Anyway, 22 WMR comes highly recommended for hogs by way of the person i'll be hunting with. Their kill count proves this round is more than effective, so please let's not debate it's effectiveness.

What I am looking for is a nice bolt action or semi auto in $500-600 range. Something nicer than a synthetic ruger american or savage 93, but not as fancy as something like a RPR. 

I was looking at the Savage 93s with various laminate wood stocks. Anyone have experience with them? Henry also makes a lever action 22 WMR that looks nice. 

Thoughts? Recommendations? 

Thanks!
d_rek


----------



## sureshot006 (Sep 8, 2010)

I have a 93r 17 BTVSS.

It's a nice shooting rifle. Fairly heavy. Decent looking stock. Bolt isnt the smoothest. Its not a Tikka so...

What do you really want to know?


----------



## d_rek (Nov 6, 2013)

sureshot006 said:


> I have a 93r 17 BTVSS.
> 
> It's a nice shooting rifle. Fairly heavy. Decent looking stock. Bolt isnt the smoothest. Its not a Tikka so...
> 
> What do you really want to know?


How is it with factory loads? 


Sent from my iPhone using Tapatalk Pro


----------



## Nostromo (Feb 14, 2012)

Something I was looking at.


----------



## mjh4 (Feb 2, 2018)

I love the old school Marlin model 25mn.

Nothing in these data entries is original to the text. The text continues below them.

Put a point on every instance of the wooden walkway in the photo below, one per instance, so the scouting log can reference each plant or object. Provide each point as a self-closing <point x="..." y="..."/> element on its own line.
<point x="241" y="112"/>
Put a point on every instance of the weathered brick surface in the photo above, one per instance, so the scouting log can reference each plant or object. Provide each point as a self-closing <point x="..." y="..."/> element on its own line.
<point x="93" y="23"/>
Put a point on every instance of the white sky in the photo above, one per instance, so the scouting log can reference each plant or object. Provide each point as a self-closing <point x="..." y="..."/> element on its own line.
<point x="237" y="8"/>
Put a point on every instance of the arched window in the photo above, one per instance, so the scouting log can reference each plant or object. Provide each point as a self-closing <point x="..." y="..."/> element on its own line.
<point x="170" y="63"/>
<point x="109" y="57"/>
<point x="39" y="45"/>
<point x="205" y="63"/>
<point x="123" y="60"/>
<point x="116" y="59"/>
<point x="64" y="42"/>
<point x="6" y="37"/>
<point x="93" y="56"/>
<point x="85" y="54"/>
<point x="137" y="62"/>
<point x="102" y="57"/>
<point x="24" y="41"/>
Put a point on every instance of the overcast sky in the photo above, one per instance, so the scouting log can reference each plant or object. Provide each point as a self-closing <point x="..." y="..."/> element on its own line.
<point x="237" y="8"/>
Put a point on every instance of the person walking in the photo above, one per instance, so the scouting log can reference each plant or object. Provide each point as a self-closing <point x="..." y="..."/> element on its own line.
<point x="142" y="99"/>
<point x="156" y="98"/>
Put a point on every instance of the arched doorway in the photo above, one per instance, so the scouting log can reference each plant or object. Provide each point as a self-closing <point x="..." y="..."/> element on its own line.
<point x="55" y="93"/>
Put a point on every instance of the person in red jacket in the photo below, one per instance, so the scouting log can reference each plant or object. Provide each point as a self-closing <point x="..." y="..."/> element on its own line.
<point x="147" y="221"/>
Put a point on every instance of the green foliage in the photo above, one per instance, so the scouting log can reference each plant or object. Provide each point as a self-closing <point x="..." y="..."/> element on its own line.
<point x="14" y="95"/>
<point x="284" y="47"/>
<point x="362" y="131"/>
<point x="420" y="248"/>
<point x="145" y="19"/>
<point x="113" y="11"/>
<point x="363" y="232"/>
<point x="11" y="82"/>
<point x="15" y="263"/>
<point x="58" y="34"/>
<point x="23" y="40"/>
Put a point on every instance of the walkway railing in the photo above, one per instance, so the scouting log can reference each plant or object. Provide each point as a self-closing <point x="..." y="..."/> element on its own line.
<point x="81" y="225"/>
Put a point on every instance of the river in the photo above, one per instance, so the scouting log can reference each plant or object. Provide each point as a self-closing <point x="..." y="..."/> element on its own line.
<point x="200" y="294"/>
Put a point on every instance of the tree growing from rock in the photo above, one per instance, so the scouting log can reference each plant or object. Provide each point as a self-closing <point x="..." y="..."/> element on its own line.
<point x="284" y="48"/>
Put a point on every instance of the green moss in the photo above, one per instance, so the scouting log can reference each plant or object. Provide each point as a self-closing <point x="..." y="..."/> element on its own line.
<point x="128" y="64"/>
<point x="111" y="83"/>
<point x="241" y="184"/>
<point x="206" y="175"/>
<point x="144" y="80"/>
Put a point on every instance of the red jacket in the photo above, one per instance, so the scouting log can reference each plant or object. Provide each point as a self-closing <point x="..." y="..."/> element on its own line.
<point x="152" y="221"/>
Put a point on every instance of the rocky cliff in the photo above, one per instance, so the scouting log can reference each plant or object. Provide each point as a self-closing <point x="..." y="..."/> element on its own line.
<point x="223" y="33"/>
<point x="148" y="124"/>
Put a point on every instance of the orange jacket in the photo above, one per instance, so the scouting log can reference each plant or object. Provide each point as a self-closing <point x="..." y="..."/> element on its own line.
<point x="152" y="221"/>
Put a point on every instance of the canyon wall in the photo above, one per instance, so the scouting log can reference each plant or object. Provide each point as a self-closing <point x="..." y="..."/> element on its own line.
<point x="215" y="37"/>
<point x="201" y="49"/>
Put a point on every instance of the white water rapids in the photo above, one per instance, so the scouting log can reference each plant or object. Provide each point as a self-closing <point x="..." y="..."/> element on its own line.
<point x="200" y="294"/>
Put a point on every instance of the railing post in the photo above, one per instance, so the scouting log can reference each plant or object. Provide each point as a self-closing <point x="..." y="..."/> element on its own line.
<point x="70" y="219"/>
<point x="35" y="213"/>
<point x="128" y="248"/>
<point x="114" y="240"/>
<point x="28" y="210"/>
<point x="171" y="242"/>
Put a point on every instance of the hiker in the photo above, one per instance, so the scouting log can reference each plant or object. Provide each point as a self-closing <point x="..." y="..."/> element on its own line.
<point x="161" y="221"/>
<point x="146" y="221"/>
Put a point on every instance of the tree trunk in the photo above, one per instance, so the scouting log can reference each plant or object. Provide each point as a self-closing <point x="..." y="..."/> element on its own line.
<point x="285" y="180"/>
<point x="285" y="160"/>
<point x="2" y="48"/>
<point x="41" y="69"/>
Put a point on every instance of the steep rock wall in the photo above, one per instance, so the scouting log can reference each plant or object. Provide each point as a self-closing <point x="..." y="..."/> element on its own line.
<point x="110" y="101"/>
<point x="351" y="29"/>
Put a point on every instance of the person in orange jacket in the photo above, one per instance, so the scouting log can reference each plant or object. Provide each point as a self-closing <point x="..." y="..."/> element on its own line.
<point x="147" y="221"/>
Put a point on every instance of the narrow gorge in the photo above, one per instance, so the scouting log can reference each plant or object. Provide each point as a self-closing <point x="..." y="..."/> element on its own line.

It's my favorite 22 mag It's crazy accurate with that micro groove barrel.


Sent from my iPhone using Michigan Sportsman


----------



## fishnpbr (Dec 2, 2007)

I have a somewhat older Savage 93 WMR. Mine is a very accurate rifle.


----------



## sureshot006 (Sep 8, 2010)

d_rek said:


> How is it with factory loads?
> 
> 
> Sent from my iPhone using Tapatalk Pro


I should ask my buddy about his 22 mag, in the same rifle, but my 17hmr does sub moa (when relatively calm).


----------



## sureshot006 (Sep 8, 2010)

One thing I will say about my rifle is I have had some staining on the bolt from water. Was able to rub the light rust color off, but it discolored the steel a little.


----------



## sureshot006 (Sep 8, 2010)

My buddy says he doesnt remember exactly what groups he got (has been a while) but he knows he was happy with it.


----------



## fishnpbr (Dec 2, 2007)

The left hand group is at 50 yds with my Savage 93 .22 Mag


----------



## wpmisport (Feb 9, 2010)

This one looks nice - lots of options.
Browning T-Bolt Sporter, Bolt Action, .22 WMR, 22" Barrel, 10+1 Rounds Black walnut stock


----------



## sureshot006 (Sep 8, 2010)

wpmisport said:


> This one looks nice - lots of options.
> Browning T-Bolt Sporter, Bolt Action, .22 WMR, 22" Barrel, 10+1 Rounds Black walnut stock


Very nice looking rifle


----------



## FREEPOP (Apr 11, 2002)

mjh4 said:


> I love the old school Marlin model 25mn. It's my favorite 22 mag It's crazy accurate with that micro groove barrel.
> 
> 
> Sent from my iPhone using Michigan Sportsman



Me too


----------



## chemjunkie (Sep 16, 2015)

I bought a Savage A22 WMR and put a Nikon 3*9 scope on it to use as a cheaper round to practice shooting at 100 yard distances. I originally started out shooting the CCI A22 35 grain gamepoint ammunition but found that I was getting 4-6 misfires out of every 100. I switched to the CCA 40 grain gamepoint and have shot 300-400 without a misfire. I have put approximately 2000 rounds through the gun and it has jammed only one time. I clean the gun after every range outing and the one jam came after an extended shooting session.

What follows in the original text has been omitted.